A leading insurer has called for extra support from the judicial process if defendants are effectively to contest spurious personal injury claims.
Defendant firm Horwich Farrelly and insurer LV= today reported that they had secured a fundamental dishonesty defence after appealing a personal injury judgment.
But victory came only after defeat at first instance, when the judge appeared to disregard the fact that the defendants had been misled.
LV= claims director Martin Milliner said the outcome was welcome but illustrated why insurers are reluctant to pursue claims they believe to be spurious.
He added: 'Insurers are often wrongly criticised for not defending enough spurious whiplash claims. The original court decision highlights just how hard it is for us to win even when the facts speak for themselves.
‘Taking whiplash claims to the High Court on Appeal is a disproportionately expensive way to underline the point that for insurers to defend more cases to trial we need more backing, support and certainty of outcome from the judicial process, especially at first instance.’

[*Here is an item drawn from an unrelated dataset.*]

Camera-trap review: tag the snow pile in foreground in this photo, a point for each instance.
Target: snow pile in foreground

Following a collision in September 2016, the claimant reported that the impact was ‘heavy and violent’ and felt ‘like a small bomb going off’, with his shoulder injuries purportedly taking 10 months to heal.
But investigations by the insurer found the claimant had been discharged from physiotherapy fully recovered five weeks after the accident and following just two sessions. He claimed to be unable to attend his gym for three months, but his physio discharge report showed he was fully fit after after five weeks.

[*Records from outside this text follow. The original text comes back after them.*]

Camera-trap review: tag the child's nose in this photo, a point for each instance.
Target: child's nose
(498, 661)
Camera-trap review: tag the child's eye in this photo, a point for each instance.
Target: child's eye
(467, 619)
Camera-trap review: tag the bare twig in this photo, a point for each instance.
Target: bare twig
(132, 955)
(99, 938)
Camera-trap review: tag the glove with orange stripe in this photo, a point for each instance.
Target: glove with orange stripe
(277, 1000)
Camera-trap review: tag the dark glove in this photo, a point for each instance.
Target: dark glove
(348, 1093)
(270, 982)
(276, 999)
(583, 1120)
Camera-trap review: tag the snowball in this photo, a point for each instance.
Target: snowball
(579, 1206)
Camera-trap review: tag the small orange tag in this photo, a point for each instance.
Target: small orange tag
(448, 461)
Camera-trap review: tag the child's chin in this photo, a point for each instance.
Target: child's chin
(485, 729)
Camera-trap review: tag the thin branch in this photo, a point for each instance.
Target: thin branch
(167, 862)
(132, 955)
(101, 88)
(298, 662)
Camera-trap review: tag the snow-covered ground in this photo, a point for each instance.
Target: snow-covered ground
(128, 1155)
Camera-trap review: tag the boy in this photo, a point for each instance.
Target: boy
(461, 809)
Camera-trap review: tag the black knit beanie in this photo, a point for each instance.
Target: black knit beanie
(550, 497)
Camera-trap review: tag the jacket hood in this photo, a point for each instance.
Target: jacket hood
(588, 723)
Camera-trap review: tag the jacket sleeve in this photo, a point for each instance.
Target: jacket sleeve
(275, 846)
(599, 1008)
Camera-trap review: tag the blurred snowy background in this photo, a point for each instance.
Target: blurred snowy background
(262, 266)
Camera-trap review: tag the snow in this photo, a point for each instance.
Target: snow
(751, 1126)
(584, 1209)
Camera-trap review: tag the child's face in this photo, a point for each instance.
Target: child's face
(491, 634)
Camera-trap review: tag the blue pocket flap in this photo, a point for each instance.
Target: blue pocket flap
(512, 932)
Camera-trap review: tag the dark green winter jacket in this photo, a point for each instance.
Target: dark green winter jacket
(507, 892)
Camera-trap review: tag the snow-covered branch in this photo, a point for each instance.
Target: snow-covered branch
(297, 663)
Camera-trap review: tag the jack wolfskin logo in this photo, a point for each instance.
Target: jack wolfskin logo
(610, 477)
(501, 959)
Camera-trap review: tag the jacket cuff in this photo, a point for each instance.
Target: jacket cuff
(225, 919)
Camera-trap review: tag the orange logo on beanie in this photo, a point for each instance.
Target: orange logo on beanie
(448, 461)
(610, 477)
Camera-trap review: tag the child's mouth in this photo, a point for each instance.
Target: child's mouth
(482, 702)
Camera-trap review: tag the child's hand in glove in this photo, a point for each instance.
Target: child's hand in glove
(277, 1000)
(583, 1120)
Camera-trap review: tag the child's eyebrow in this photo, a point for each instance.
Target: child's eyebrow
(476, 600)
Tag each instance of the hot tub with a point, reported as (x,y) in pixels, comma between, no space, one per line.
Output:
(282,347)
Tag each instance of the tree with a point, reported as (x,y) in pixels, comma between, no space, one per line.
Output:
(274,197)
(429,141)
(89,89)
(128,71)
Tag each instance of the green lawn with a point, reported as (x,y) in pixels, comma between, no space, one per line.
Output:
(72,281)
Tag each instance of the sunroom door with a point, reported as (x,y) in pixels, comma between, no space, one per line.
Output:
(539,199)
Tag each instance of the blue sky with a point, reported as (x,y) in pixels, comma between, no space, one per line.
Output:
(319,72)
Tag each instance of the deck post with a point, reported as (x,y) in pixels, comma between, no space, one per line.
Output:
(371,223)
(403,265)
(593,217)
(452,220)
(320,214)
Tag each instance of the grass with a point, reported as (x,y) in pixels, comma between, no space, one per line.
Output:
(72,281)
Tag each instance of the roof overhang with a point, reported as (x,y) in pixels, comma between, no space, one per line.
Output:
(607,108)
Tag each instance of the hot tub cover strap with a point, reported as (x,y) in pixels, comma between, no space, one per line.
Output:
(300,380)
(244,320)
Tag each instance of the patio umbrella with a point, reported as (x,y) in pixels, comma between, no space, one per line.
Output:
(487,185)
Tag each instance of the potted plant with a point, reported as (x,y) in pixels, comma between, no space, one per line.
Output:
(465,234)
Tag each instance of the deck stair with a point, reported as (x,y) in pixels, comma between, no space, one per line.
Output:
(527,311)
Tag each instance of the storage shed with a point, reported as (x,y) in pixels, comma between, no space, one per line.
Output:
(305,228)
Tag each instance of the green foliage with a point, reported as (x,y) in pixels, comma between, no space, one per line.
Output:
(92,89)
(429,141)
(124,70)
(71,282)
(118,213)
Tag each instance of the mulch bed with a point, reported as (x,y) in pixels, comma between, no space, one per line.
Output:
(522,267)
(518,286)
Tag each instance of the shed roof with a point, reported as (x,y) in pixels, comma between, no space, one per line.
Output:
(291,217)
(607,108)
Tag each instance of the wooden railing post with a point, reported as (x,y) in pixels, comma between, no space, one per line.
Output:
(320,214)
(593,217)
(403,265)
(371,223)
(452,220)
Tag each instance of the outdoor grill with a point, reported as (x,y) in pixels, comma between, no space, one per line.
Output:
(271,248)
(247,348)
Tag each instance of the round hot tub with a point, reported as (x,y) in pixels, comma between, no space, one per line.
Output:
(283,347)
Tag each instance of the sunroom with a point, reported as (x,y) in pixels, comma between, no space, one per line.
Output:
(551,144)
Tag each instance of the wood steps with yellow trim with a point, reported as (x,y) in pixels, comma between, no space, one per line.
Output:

The case went to trial at Manchester County Court last December, where the judge found the claimant did exaggerate his case and the evidence could be disregarded. But the judge also found he had no option but to award damages of almost £1,900 based on the physio’s report.
Appealing before Mrs Justice Andrews at the High Court in Manchester, Horwich Farrelly argued in its appeal that the claimant had acted dishonestly in the presentation of his claim and he should be stripped of his original damages and ordered to pay legal costs. The judge agreed and dismissed the claim on the basis it was fundamentally dishonest.
Horwich Farrelly said this was the ninth Section 57 fundamental dishonesty ruling it had secured since April 2016 – with over 400 CPR 44.16 fundamental dishonesty findings achieved to date.